There’s something else about a tiger that suits the Milan-based design duo. You might think I’m reaching here, but the way a tiger’s bold stripes sweep across its orange pelt is both elegant and geometric, yet also arbitrary as no two stripes are identical. Likewise, many of La Tigre’s designs take visual cues from geometric repetitions, but they break away from the inflexibility of a rigid pattern, combining the structured with the random in a way that’s similar to a tiger’s furry coat. Yeah, I went there.

“We love geometric perfection,” says Milani. “But we often find it too strict and severe. We feel the need to dispel stillness, so we build up rules and then we break them.” La Tigre set out to combine rules with spontaneity; it’s an approach we’ve been seeing a lot recently, and it especially echoes the process of graphic designer Pol Solsona.

La Tigre’s identity for a small cinema located in the heart of Milan is a perfect example of how the studio combines the rigid with the random. Sweeping red letters disrupt the simple blue and cream stripes, creating a vivid sense of movement. Similarly, their recent identity for a production agency brought together grid-like forms and haphazard, cascading typography, a juxtaposition that sought to reflect the agency’s interest in both commercial and cultural ventures. A mixture of sans numbers with serif letters scratches rebelliously at the rules of typography; the result playfully interrupts the structural flow of a simple line of text.

Their penchant for ripping up rules while still retaining a strong sense of classic forms made La Tigre the perfect studio of choice for redesigning The Independent’s iconic and traditional logo. Matt Willey and Dan Barber’s celebrated 2013 redesign of the British newspaper updated and modernized the entire publication, and they commissioned La Tigre for the task of stripping back and revitalizing the eagle icon. Approaching the design as if it were “a sort of ‘serif’ eagle, or a kind of glyph,’” La Tigre made sure to “respect the old form, but make clearer lines instead.”
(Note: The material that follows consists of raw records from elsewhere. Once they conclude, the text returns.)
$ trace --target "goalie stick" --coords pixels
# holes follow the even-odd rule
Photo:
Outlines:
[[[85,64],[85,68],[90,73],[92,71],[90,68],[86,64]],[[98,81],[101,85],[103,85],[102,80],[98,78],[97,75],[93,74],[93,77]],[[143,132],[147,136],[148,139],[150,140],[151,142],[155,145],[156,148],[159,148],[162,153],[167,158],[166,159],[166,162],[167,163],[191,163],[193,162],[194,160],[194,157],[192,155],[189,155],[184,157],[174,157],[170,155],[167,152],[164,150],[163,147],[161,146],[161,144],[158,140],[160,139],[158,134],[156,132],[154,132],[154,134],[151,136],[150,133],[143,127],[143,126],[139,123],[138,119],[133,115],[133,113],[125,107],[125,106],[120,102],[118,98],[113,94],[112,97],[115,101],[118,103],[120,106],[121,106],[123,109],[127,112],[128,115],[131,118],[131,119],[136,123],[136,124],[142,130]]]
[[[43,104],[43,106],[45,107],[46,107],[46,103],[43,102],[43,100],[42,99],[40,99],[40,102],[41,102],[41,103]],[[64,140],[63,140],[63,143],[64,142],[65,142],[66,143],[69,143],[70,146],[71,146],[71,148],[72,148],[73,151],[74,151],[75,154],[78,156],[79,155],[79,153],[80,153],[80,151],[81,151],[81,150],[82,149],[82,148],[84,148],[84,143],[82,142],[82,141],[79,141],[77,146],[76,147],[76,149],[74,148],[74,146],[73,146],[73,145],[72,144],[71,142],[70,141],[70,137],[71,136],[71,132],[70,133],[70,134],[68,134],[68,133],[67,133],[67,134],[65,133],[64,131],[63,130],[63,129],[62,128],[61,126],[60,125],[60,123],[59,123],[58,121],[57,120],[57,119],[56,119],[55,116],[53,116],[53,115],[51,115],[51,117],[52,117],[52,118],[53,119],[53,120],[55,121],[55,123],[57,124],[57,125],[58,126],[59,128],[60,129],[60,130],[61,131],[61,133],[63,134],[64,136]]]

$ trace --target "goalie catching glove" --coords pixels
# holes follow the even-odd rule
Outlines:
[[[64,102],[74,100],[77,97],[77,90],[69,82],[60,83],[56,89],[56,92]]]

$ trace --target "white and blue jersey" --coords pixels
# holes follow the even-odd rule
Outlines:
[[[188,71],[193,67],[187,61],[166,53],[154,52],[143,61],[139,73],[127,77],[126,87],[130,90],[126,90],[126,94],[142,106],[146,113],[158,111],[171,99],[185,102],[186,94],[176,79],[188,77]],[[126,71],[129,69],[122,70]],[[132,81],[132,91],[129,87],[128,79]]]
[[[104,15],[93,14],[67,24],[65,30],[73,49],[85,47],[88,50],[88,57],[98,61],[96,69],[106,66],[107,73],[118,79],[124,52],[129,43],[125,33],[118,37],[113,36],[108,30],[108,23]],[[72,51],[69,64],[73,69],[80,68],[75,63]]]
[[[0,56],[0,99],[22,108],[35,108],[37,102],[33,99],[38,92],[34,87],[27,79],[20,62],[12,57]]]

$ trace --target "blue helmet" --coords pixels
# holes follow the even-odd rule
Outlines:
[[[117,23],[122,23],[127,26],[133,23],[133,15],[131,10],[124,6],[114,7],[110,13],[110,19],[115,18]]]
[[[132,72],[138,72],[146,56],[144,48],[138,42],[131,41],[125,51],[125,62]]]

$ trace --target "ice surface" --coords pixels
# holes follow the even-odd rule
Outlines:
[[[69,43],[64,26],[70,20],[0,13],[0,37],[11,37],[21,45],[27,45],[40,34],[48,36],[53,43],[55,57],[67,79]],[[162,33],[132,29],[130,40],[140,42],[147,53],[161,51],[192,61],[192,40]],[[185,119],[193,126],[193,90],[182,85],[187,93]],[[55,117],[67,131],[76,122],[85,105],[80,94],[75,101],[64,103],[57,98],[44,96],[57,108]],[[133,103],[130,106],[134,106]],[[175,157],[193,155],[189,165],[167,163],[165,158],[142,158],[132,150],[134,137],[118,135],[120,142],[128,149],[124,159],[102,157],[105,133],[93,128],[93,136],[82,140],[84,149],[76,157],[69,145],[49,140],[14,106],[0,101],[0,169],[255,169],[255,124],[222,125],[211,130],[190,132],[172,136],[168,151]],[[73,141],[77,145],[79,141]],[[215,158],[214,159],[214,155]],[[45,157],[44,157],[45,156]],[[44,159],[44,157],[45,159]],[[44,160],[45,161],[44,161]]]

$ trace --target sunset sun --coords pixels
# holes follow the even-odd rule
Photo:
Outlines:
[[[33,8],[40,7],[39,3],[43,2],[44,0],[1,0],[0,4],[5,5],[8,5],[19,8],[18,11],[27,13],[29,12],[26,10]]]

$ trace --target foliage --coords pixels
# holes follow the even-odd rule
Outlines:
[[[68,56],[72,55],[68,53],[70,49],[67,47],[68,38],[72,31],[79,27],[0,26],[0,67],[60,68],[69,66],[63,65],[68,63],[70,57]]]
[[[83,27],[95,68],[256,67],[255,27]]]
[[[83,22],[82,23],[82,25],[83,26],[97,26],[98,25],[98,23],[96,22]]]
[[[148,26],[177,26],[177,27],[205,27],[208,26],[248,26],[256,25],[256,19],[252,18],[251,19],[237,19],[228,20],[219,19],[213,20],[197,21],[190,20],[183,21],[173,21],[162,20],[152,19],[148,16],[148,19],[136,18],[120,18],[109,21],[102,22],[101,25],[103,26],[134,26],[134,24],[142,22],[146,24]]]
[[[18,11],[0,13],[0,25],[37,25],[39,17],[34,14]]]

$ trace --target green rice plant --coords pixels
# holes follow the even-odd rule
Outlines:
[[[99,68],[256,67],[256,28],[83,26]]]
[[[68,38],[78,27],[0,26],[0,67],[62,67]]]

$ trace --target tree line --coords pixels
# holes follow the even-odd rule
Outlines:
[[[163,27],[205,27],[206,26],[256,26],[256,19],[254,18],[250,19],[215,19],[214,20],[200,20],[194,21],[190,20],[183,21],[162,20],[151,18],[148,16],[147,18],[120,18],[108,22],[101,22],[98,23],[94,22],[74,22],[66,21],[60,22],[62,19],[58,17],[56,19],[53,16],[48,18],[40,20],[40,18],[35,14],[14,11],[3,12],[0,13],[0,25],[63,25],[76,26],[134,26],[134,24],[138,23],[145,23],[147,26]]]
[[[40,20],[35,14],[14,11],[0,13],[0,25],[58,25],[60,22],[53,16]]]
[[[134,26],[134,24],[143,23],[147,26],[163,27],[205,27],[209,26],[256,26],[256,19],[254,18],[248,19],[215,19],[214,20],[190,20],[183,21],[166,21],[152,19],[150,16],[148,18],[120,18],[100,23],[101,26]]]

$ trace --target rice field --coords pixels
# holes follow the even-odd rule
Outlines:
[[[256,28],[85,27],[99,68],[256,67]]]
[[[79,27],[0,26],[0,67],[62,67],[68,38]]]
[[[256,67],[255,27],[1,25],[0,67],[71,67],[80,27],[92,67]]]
To shatter a rule, someone has to make it first, and the process of rule making and then breaking is the foundation of La Tigre’s approach. “The way we work together is that one of us will build the grid, and the other will then create the dynamism that disrupts it. It’s a game that we play every day,” says Milani. It’s not like one person always builds the grids and the other always destroys it; Milani and Molteni take turns in the two roles, as playful—and fierce—as two bounding tiger cubs.